(Sharecast News) - London stocks were flat in early trade on Thursday after data showed that the UK economy stagnated in February as strikes dented productivity.
At 0825 BST, the FTSE 100 was steady at 7,828.07.

According to the Office for National Statistics, there was zero growth, down from 0.4% growth in January and versus expectations of a 0.1% increase. January's growth was revised up from 0.3%.

Falls in services and production were offset by growth in construction.

The services sector fell by 0.1% following 0.7% growth the month before. The ONS said the biggest contributor to the negative growth in services was education, which fell 1.7% due to teacher strikes. This followed growth of 2.5% in January.

Public administration - which was also hit by strikes - was the second largest contributor, falling by 1.1% in February.

Production output fell 0.2% in February following a 0.5% drop the month before, but construction output rose 2.4% following a 1.7% decline in January.

Samuel Tombs, chief UK economist at Pantheon Macroeconomics, said: "Looking ahead, we continue to expect GDP to be broadly flat again in Q2. Admittedly, households' real disposable incomes likely will rise by almost 1% quarter-on-quarter in Q2, primarily due to a sharp increase in the value of benefits in April. But some households will prioritise rebuilding the savings buffer that they have run down over the last year, while others will step up debt repayments in response to the rise in interest rates, ensuring that real expenditure rises only marginally.
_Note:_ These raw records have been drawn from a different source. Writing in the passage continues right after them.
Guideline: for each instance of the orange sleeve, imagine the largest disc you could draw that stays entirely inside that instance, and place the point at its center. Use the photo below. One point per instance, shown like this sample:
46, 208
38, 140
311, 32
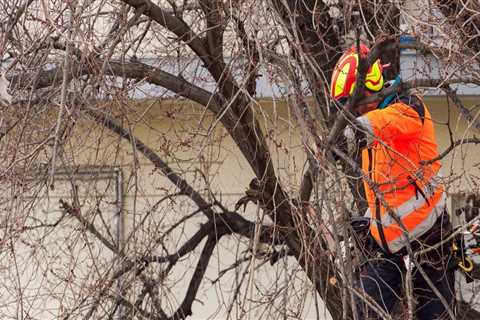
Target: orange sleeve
398, 121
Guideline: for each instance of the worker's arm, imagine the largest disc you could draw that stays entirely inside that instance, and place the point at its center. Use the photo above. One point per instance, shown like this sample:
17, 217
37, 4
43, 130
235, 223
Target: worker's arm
398, 121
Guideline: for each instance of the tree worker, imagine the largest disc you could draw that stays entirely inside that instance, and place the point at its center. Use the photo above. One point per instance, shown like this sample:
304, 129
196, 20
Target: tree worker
396, 138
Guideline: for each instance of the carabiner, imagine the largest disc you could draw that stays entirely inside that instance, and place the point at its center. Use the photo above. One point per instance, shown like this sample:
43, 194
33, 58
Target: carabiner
469, 266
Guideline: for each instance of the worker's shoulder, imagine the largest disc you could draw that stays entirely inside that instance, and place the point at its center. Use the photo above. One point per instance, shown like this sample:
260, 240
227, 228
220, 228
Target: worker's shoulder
411, 104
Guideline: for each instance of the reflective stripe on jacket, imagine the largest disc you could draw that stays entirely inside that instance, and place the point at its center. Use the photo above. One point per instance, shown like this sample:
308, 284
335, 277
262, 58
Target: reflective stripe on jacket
399, 138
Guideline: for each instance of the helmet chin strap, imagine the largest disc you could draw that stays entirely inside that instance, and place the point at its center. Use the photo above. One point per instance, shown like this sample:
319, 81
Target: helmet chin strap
389, 99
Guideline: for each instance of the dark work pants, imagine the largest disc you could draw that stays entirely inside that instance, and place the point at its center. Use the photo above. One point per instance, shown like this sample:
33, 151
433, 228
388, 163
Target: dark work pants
383, 280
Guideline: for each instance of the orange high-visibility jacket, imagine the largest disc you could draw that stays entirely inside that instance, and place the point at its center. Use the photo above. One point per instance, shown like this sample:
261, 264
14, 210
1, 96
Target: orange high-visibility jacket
399, 138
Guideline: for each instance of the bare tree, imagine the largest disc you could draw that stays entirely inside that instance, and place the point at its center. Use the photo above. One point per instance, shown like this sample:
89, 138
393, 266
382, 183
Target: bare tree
116, 145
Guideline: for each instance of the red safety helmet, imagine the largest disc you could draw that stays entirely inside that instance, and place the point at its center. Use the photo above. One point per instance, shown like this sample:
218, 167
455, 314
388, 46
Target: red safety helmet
345, 74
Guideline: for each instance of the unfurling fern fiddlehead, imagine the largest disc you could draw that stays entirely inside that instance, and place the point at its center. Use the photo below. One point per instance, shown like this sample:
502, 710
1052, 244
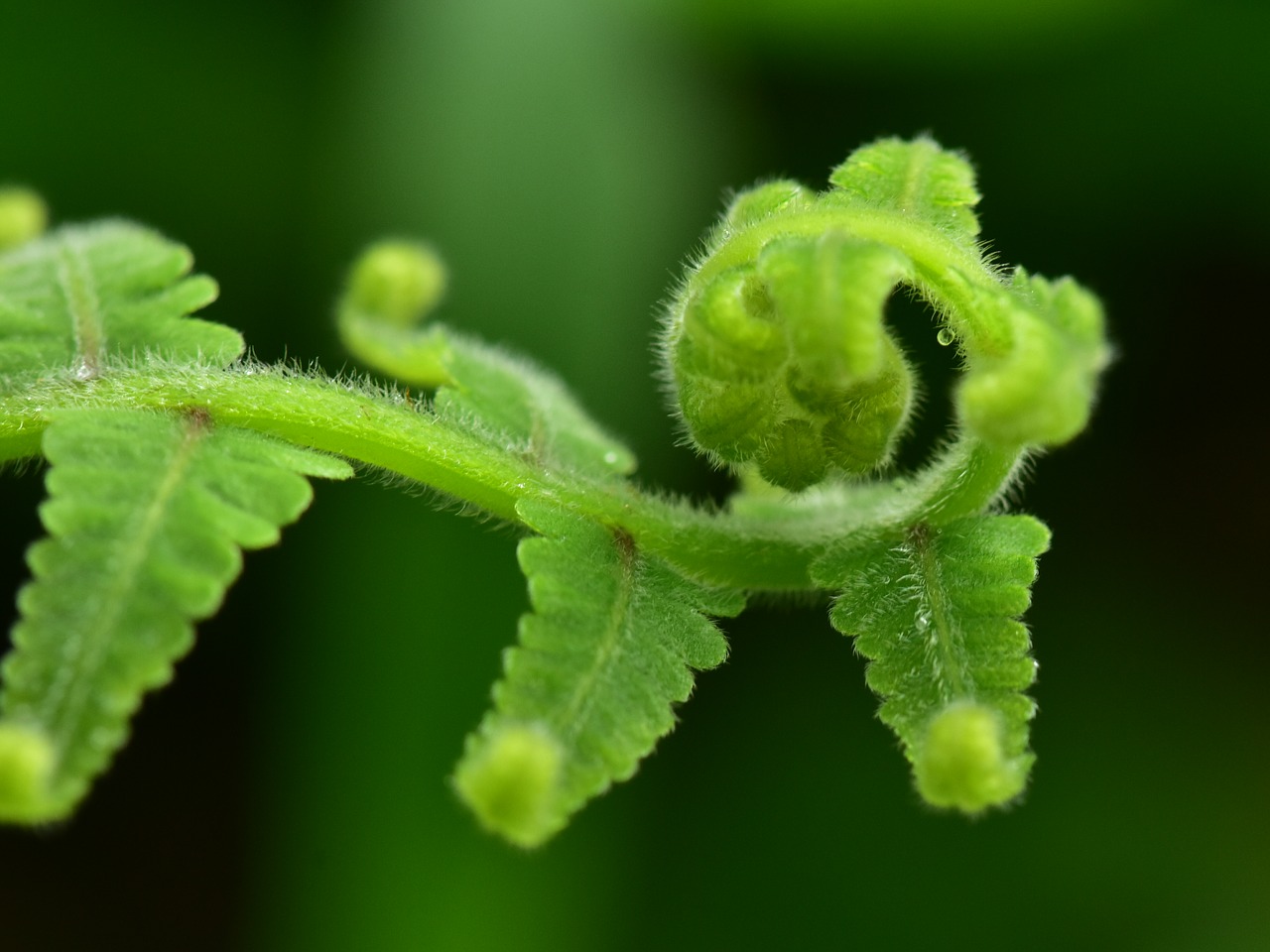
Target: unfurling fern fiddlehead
783, 368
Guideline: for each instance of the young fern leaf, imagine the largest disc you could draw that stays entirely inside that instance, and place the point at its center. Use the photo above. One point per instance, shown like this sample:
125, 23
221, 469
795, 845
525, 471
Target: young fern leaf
938, 615
916, 178
148, 515
506, 400
602, 657
82, 296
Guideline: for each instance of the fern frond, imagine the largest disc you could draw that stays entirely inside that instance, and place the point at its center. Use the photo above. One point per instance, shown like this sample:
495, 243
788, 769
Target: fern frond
146, 518
917, 178
938, 616
80, 296
604, 654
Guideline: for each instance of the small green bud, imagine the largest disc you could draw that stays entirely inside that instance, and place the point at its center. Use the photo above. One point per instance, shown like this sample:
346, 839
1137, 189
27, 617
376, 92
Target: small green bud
729, 333
866, 420
509, 780
26, 769
23, 216
730, 420
961, 762
397, 282
829, 295
763, 200
794, 457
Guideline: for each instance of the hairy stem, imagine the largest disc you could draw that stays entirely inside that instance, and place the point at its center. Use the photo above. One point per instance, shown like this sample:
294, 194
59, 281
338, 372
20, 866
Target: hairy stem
751, 547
"Meanwhile, business investment and residential investment look set to fall sharply in Q2, in response to the jump in interest rates and government policies, such as the end of the super-deduction for capital investment and the phasing out of the Help to Buy Scheme in Q1. GDP also will be depressed again in Q2 by ongoing strikes in the health and education sectors. Accordingly, we are sticking to our forecast for a 0.1% quarter-on-quarter decline in GDP in Q2."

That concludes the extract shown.